Dr Hansen provides a thorough review of adherence in cancer therapy and the growing use of oral therapies. These agents may provide patient convenience, but they also present significant adherence issues. As Dr Hansen reported, it cannot be assumed that a patient will adhere to the prescribed medication doses and schedules simply because he or she is facing a potentially life-threatening illness. Even for seemingly adherent patients, education alone does not always improve adherence rates.1 In fact, some patients believe they are taking medications appropriately when they are not. Many reasons for nonadherence were cited by Dr Hansen, including financial, social, and cognitive/depressive issues.
Interventions such as providing written information, instituting follow-up telephone call reminders, and using patient calendars have been shown to improve short-term adherence to antibiotic therapy.2-4 These interventions may prompt the individual who desires to take his or her medication as prescribed yet fail to address groups of patients who do not wish to take their medications as prescribed.
Finances are often cited as a reason for nonadherence.5 Patients may stop taking medications because of the costs of drugs and travel to the clinic. Some patients are unable to cover the costs because they are living on a fixed income. Others may be underinsured. It is important to identify patients who are facing financial problems since copay assistance and financial support are often available through various organizations and programs. To assist these patients, clinicians and their staff may make referrals to copay programs, navigate paperwork, or arrange transportation for routine appointments when necessary.
Social barriers to adherence also exist. Clinicians should screen patients to determine the types of social support they currently have. As situations may change, social support should be reviewed on an ongoing basis. Is your cancer patient the main support for an ill spouse, parent, or child? Does the patient appear to be highly functioning and adherent to the medication regimen or stressed about a loved one? Inquiring about social status and responsibilities in the home is important. Asking about involvement in meal preparation, ability to go grocery shopping, and travel to and from the hospital or clinic will enhance targeted interventions such as eliciting community services for those who do not have social support readily available.
Finally, depression and cognitive impairment can impact patients’ ability to successfully manage their care.6 Approximately 6.7% of adults in the United States have depression; some patients may have been diagnosed with depression before they developed cancer while others develop depression after their cancer diagnosis.7 Individuals with or without depression may experience cognitive impairment due to concurrent medications such as opioid analgesics and corticosteroids.
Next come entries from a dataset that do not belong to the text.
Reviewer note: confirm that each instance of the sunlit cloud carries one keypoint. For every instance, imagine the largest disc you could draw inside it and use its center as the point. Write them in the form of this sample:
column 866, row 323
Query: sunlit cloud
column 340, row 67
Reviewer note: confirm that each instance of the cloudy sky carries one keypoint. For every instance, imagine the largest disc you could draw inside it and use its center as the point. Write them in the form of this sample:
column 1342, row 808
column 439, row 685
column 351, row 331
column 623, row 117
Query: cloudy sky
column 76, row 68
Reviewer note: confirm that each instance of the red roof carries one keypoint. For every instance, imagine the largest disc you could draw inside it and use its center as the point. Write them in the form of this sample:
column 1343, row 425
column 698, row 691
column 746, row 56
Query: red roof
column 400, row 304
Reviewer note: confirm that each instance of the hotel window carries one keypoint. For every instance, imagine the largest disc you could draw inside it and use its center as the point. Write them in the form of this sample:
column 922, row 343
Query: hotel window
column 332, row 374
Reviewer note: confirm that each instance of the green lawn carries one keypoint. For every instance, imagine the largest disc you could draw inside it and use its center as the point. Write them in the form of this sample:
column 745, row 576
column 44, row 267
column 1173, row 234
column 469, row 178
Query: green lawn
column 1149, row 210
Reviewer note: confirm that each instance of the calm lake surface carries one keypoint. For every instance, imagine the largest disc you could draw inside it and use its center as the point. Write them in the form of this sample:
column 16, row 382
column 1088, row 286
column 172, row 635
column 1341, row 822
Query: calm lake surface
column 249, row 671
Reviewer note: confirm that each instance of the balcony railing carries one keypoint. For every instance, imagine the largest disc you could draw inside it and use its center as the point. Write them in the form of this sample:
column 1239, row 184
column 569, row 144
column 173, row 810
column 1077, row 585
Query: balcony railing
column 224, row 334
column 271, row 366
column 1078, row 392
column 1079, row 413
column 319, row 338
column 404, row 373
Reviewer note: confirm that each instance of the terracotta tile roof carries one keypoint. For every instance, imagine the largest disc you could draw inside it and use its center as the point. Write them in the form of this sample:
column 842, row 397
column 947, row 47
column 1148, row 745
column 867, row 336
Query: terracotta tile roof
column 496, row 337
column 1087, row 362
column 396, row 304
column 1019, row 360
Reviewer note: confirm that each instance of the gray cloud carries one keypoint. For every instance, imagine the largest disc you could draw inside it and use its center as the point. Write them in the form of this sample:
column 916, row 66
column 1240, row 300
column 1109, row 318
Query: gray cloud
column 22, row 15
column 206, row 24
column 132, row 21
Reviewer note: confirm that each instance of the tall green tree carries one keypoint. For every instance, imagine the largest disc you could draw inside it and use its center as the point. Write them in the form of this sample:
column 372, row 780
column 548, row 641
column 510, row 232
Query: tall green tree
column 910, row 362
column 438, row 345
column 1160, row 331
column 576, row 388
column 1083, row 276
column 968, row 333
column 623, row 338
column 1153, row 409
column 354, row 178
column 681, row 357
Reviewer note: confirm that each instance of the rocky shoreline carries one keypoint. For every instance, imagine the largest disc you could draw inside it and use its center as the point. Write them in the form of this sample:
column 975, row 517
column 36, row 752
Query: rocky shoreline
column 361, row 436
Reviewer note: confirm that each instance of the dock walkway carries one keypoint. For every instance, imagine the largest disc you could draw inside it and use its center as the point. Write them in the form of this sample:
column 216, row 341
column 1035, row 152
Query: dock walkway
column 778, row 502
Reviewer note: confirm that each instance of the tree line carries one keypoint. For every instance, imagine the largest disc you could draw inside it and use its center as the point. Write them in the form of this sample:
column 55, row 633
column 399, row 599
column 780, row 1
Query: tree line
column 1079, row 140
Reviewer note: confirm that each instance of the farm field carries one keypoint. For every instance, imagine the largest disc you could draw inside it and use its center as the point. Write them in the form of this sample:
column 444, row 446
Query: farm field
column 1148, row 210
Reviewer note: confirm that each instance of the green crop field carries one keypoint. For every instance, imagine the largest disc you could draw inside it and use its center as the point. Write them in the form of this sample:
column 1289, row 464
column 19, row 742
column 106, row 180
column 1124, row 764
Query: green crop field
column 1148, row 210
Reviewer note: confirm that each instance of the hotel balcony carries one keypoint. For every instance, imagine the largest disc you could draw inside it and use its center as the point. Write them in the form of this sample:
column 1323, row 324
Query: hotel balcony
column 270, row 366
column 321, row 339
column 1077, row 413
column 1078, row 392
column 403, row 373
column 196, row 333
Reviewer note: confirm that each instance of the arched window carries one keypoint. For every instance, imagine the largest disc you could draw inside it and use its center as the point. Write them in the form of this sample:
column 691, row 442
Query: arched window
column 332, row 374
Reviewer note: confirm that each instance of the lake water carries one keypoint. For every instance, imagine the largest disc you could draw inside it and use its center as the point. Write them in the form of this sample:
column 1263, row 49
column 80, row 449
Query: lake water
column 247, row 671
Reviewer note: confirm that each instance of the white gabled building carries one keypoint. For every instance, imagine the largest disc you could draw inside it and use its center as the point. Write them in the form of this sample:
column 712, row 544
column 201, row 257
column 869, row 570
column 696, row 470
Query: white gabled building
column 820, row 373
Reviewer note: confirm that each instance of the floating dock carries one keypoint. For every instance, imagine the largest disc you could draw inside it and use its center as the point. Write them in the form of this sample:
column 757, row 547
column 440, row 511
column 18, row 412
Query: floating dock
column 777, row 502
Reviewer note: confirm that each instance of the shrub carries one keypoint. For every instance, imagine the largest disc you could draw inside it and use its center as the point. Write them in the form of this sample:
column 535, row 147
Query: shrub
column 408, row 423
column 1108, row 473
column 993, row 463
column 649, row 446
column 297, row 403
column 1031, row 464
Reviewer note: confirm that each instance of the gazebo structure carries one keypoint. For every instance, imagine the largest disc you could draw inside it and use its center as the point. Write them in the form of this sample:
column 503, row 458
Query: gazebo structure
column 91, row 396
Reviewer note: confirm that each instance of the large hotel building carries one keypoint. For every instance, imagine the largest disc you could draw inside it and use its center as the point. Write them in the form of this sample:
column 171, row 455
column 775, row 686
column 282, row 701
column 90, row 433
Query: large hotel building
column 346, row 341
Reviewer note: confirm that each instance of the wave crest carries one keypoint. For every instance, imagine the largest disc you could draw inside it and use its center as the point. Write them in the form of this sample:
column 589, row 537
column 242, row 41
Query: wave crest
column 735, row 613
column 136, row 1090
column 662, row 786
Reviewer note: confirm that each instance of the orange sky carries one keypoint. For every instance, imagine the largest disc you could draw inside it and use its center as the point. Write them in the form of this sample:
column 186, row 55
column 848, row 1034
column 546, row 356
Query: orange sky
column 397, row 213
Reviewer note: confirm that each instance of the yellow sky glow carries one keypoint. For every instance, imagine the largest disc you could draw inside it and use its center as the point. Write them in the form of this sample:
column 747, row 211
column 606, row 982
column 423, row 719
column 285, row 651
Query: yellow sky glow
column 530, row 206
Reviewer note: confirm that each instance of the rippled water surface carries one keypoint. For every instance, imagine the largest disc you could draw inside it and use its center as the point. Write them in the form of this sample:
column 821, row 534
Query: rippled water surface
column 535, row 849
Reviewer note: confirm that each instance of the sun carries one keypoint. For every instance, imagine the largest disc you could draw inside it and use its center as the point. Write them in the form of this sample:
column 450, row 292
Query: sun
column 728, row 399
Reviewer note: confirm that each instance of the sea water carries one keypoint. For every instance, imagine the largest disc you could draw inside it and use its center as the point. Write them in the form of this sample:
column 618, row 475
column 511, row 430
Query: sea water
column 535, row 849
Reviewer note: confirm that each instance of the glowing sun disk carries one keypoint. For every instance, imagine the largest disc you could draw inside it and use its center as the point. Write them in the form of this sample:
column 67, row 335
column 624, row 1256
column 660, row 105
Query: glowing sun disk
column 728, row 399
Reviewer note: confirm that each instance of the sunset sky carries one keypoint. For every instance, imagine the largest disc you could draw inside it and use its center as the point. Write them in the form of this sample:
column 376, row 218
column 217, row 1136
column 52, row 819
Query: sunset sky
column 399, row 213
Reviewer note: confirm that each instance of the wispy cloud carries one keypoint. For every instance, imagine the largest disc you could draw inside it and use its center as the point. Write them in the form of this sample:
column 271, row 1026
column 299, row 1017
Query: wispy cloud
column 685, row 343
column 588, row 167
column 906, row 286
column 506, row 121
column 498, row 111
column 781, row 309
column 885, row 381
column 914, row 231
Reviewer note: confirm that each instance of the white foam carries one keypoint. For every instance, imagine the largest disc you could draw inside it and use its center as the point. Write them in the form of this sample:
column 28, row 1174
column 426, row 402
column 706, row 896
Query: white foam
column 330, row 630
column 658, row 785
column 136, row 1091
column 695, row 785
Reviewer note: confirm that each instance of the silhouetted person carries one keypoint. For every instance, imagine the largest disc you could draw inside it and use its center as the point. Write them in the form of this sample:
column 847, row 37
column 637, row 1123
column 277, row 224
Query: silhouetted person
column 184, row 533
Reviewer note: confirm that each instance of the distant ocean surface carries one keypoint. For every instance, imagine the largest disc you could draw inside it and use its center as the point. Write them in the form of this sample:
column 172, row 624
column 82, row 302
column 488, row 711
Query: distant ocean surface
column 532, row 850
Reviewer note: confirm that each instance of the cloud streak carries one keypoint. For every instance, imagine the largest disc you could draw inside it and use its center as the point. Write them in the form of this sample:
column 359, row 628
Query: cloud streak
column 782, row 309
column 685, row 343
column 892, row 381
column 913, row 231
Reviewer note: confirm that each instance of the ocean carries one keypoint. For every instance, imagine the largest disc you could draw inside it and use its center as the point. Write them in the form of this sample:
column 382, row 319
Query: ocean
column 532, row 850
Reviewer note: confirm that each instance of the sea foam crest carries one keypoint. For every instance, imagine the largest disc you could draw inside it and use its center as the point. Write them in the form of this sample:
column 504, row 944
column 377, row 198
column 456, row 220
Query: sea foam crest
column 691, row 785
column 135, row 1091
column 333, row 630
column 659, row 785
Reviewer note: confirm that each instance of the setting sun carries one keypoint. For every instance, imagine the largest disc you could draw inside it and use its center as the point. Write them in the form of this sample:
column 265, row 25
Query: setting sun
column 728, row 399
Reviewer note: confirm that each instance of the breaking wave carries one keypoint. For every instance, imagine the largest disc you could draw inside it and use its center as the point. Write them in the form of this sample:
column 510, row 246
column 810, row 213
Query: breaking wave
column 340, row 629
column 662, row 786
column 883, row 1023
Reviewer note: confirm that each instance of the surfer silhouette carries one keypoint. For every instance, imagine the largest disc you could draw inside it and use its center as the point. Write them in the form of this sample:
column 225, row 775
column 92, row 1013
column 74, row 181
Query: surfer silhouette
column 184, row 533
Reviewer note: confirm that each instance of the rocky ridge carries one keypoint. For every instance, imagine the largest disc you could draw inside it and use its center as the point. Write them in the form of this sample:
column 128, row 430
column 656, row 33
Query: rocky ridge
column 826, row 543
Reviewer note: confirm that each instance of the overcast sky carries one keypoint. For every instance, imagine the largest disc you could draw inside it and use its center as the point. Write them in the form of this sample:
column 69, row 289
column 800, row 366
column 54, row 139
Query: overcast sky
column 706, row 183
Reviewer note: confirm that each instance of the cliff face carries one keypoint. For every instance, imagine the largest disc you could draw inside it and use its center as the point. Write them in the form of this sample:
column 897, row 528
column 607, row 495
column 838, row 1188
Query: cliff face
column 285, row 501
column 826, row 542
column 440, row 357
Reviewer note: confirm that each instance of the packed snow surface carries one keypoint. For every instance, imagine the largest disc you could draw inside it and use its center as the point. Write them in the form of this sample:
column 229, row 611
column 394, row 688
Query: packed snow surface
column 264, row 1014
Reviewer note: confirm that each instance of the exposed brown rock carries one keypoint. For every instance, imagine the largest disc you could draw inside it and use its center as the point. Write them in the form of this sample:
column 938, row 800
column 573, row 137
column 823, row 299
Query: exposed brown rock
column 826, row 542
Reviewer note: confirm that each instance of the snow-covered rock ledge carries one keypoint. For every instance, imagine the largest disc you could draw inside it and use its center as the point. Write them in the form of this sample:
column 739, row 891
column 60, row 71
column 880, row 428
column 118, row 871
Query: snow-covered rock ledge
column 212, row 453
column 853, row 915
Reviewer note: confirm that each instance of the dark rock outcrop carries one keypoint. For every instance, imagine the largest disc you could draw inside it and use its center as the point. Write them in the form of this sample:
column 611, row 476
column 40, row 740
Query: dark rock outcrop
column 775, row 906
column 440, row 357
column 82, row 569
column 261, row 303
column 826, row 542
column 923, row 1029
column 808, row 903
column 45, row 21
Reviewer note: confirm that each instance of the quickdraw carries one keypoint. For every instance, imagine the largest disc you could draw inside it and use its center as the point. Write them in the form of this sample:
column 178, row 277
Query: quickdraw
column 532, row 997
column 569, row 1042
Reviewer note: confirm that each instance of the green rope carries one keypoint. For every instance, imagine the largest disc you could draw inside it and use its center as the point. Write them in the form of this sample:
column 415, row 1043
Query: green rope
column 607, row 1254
Other comorbidities such as heart failure, CNS disease, or cancer-related fatigue may also play a role.8 Therefore, clinicians should regularly screen patients for depression and cognitive impairment, initiating referrals as appropriate.
Cancer has transitioned into a chronic illness for many. The issue of adherence will continue as the trend toward oral administration grows. Interventions such as education, technological reminders, family therapy, and telephone follow-up have been used in several trials; however, no single trial has demonstrated superiority of one approach over another. Education alone is insufficient for patients to adhere to recommended treatment, but patients should understand the benefits and side effects of a therapy before treatment is initiated.9 Addressing barriers to effective adherence may improve adherence.
- Haynes RB, Yao X, Degani A, et al. Interventions for enhancing medication adherence. Cochrane Database of Syst Rev. 2005;(4):CD000011. doi:10.1002/ 14651858.CD000011.pub2.
- Al-Eidan FA, McElnay JC, Scott MG, et al. Management of Helicobacter pylori eradication—the influence of structured counseling and follow-up. Br J Clin Pharmacol. 2002;53:163-171.
- Stevens VJ, Shneidman RJ, Johnson RE, et al. Helicobacter pylori eradication in dyspeptic primary care patients: a randomized controlled trial of a pharmacy intervention. West J Med. 2002;176:92-96.
- Jackevicius CA, Mamdani M, Tu JV. Adherence with statin therapy in elderly patients with and without acute coronary syndromes. JAMA. 2002;288:462-467.
- Partridge AH, Wang PS, Winer EP, et al. Nonadherence to adjuvant tamoxifen therapy in women with primary breast cancer. J Clin Oncol. 2003;21:602-606.
- DiMatteo MR, Lepper HS, Croghan TW. Depression is a risk factor for noncompliance with medical treatment: meta-analysis of the effects of anxiety and depression on patient adherence. Arch Intern Med. 2000;160:2101-2107.
- National Institute of Mental Health. Depression and cancer. www. nimh.nih.gov/health/publications/depression-and-cancer/depression-and-can cer.pdf. Revised 2011. Accessed February 27, 2012.
- Faiman B. Medication self-management: important concepts for advanced practitioners in oncology. J Adv Pract Oncol. 2011;2:26-34.
- Osterberg L, Blaschke T. Adherence to medication. N Engl J Med. 2005; 353:487-497.